I met a family the other day who, according to the Heritage Foundation, is living in the lap of luxury. I’ll let you folks make up your minds.
I was at the Salvation Army last week and was looking at the appliances. There was an older microwave for $5. A woman in front of me (I’ll call her Ann) at the register bought the microwave and was telling her kids they’d get microwave popcorn again. It looked like that $5 microwave made those kids’ day. Now, that microwave would have been included in The Heritage Foundation’s analysis because she also receives WIC, and Heritage Foundation is especially interested in those receiving federal benefits.
I know she receives WIC, because she asked me if all the grocery stores in town took it. Ann just moved here about three weeks ago and was staying with a friend who was now in the process of moving away. I talked to her for about half an hour outside the store. She asked if I knew which hotel was the cheapest and cleanest, because she couldn’t afford the rent here (college is about to start, so the cheapest rentals are gone) and she’s on a list for a housing voucher.
I helped her put a suitcase on a luggage rack on the top of her car to make room for the microwave in her trunk. She mentioned she was glad to have a place to work and, she hoped, a place to live. I asked where she moved from. She said Denver, and that she and her kids were living in their car for a few months (in the midst of a heat wave) because her landlord kicked her out and she had nowhere to go.
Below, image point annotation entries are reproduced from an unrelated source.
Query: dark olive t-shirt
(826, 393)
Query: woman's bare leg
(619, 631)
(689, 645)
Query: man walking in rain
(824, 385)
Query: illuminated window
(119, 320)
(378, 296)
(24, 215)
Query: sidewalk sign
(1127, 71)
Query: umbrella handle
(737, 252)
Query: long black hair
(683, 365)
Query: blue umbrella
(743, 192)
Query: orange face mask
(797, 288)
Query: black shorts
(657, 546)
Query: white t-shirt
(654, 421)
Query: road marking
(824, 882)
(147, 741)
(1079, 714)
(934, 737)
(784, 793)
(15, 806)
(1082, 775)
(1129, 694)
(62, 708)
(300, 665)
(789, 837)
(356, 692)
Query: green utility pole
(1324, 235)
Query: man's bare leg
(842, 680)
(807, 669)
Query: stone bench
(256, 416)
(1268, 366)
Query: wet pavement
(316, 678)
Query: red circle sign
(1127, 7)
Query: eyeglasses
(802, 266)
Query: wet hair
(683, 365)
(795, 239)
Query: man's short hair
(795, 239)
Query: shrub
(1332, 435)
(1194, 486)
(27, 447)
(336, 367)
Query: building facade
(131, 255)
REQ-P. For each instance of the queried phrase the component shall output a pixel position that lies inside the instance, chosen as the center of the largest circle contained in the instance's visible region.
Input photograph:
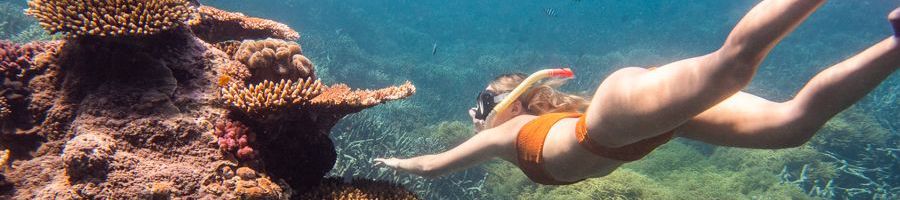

Ann said she never signed a lease and the landlord evicted her with just a few hours notice because her two-year-old was too noisy. She was afraid to go for DFS for help because she thought they’d take the kids, what with them living in the car. She interviewed for a job at a fast food place here about a week ago and starts this Monday. She’d been out of work for about 5 months when she moved up here.
I gave her the phone numbers for every community resource I could think of, pointed her towards the hotels I knew were cheap and clean, and offered to help in any way I could. Ann said that I’d helped, that she already knew how to get along the best she could, and that “being poor takes skills you don’t know you have ‘til you need them.”
But according to Heritage Foundation, she’s not poor. She and her 3 kids are living in a hotel here that has a fridge, a queen bed (or two), a $5 microwave she bought, and she’s living in the lap of luxury (as defined by them)? I don’t think so. Their report exemplifies what I (and others) call “Poor people can’t have nice things.” Basically, if you have a very basic amenity, like a microwave, you’re obviously not poor. Apparently, being poor involves some kind of “noble suffering” and if you aren’t suffering Oliver Twist-style, you aren’t poor.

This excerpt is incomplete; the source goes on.